The Treasury has warned Finance Minister Bill English the Government must start addressing the pressures of future superannuation costs and it makes a case for lifting the retirement age - one of Labour's policies going into the election.

It also argues the case for less variation in taxing capital, again similar to Labour's election policy of a capital gains tax.

It also argues against interest-free student loans, saying they have discouraged saving for tertiary education and failed to significantly increase access to tertiary education.

The advice is contained in the Treasury's post-election briefing papers to the minister, released yesterday.

Prime Minister John Key has rejected any rise in the age of superannuation while he is leader, but he is coming under increasing pressure to discuss future impacts.

In the hard-hitting advice on superannuation, it says leaving the retirement income settings in place would have to lead to higher taxes, which would harm growth, or large cuts in spending on other areas such as health and education.

It says as the baby-boomers move into retirement, New Zealand's 65 and over population is projected to grow nearly four times more quickly than the total population over the next 15 years, contributing to a rapid rise in health, aged-care and New Zealand superannuation costs.
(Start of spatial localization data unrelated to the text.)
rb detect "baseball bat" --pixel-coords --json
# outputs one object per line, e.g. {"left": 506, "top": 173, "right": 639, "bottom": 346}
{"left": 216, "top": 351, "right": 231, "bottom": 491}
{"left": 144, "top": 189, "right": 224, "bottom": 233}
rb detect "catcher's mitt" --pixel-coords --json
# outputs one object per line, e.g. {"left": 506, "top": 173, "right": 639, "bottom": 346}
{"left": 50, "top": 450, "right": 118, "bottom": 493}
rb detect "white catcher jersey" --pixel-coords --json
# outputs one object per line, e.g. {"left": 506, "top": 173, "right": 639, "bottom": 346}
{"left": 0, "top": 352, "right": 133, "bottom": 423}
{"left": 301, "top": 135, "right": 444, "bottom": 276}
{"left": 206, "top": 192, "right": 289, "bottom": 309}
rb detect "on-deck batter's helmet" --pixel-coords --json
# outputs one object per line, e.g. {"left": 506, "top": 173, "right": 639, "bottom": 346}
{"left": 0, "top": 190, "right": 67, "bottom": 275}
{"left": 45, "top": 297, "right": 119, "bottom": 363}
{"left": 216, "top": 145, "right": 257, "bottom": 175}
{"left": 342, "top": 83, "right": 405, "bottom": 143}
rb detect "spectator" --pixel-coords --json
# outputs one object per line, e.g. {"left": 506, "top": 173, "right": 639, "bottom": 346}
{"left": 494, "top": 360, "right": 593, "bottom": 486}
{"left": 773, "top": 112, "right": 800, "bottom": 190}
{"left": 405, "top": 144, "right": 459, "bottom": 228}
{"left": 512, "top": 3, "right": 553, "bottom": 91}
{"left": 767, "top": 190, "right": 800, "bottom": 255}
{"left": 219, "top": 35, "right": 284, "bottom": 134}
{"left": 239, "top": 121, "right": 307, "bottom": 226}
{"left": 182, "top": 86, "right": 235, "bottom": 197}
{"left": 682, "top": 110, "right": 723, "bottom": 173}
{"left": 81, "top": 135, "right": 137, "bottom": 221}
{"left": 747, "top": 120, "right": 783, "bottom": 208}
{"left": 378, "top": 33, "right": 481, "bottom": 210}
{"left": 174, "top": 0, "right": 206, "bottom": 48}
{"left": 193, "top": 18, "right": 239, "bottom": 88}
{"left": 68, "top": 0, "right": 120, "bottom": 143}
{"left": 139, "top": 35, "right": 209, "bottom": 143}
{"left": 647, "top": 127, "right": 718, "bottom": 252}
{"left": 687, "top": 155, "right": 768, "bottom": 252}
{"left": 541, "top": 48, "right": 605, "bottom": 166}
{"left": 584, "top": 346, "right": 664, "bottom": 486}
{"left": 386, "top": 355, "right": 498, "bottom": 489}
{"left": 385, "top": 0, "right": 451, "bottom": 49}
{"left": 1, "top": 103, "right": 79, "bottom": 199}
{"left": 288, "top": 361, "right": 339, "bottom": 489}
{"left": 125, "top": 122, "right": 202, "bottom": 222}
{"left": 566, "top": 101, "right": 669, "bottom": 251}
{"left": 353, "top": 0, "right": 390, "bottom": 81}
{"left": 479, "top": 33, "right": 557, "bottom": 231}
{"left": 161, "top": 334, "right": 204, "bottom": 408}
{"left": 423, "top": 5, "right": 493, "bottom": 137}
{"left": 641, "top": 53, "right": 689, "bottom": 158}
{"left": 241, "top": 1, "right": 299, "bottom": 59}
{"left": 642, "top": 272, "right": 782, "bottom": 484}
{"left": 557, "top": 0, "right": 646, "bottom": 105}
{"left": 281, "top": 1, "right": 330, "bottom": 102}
"The resulting fiscal challenge is considerable and there is no way to avoid making trade-offs," the Treasury says.

"Given the potential economic and social instability that could result from any uncertainty about these trade-offs, we think it is crucial that effort be made to build broad public consensus on the way forward."

It says the current acceleration in the growth of the older population makes it "a matter of priority for New Zealand".

The briefing paper says that on past experience, when the age of super was lifted from 60 to 65 in the decade to 2001, it helped to reduce fiscal costs because people stayed in the workforce longer.

"Early signalling of future adjustments to retirement income settings allows households time to adjust and prepare, and, as a result, can also lead to an earlier impact on savings."

On the issue of taxes, the Treasury says a way the Government could reduce saving and investment imbalances in the private sector was to reduce tax distortions.

"Reducing the rate and variation in capital taxation has the potential to both encourage greater saving and increase the attractiveness of non-housing investments, which should support the non-tradeable sectors of the economy."

Labour introduced a policy of a 15% capital gains tax before last year's election on similar grounds, although the family home was exempt.

Neither National nor Labour supported ending interest-free student loans, which were introduced by Labour just before the 2005 election.